Es difícil determinar a qué género pertenece este libro. Evidentemente, es un libro de viajes, pero enriquecido con elementos  de otros géneros muy dispares: aventuras, biografía, historia, ensayo…

Dotado de un estilo diáfano. Y escrito muchos años después de los acontecimientos: Kapuściński nunca escribió sus  libros sobre el terreno ni al instante; algunos, muchos años después. Sólo así podía entrar, como Heródoto, hasta el fondo de las cosas.

PARA SABER MÁS…

El Boomeran publicó un seminario virtual de Literatura y Periodismo, titulado El gran viaje de Kapuściński.
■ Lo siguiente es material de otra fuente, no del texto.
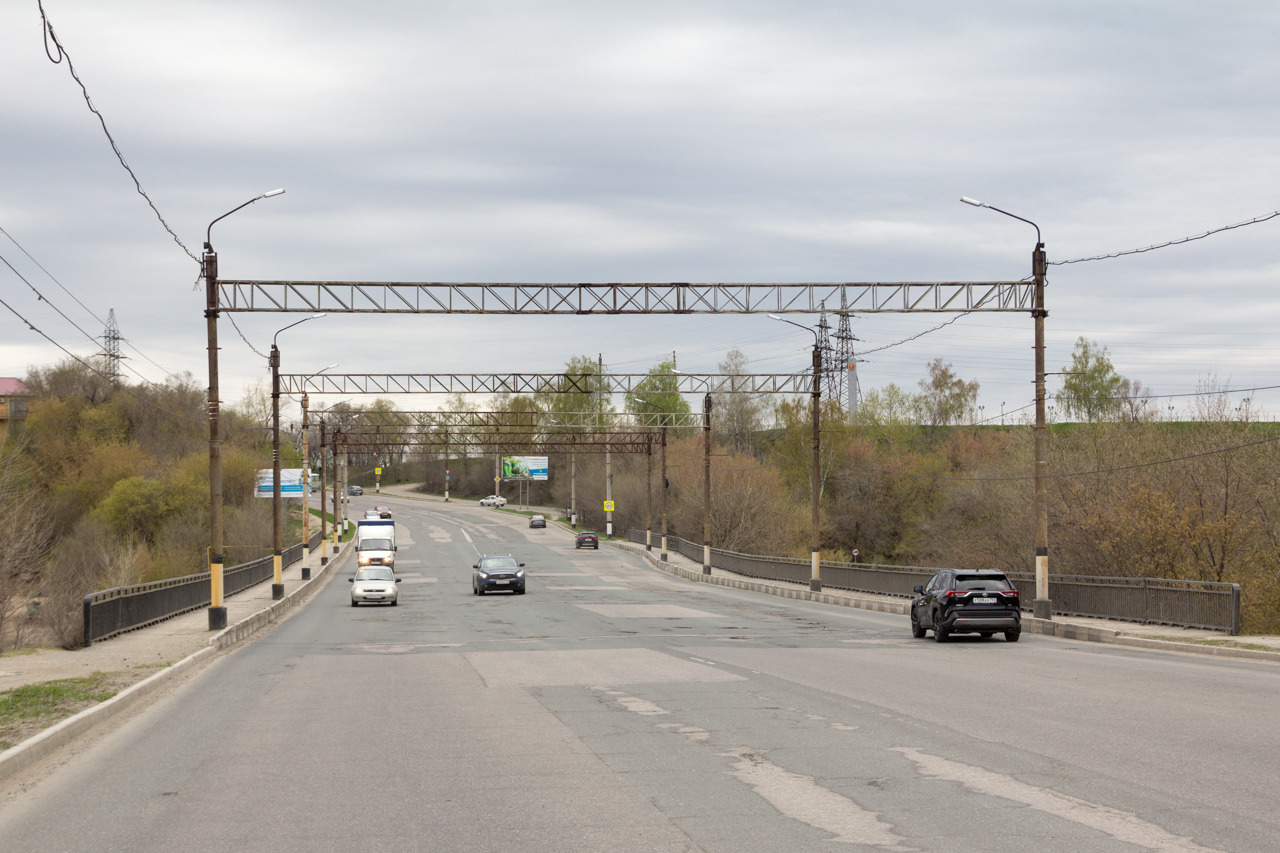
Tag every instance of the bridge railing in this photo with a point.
(1151, 601)
(124, 609)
Podéis acceder a él pinchando en la imagen:

Seminario virtual

Ricardo Calluela Gally entrevistó a Kapuscinski en la revista virtual Letras libres podéis leerla aquí.

Ramón Lobo entrevistó a Ryszard Kapuscinski para El País a propósito de la publicación de  Viajes con Heródoto: “El sentido de la vida es cruzar fronteras”

“El mundo del periodismo y de la cultura llora la muerte de Ryszard Kapuscinski”, artículo de El País con motivo de la muerte del periodista.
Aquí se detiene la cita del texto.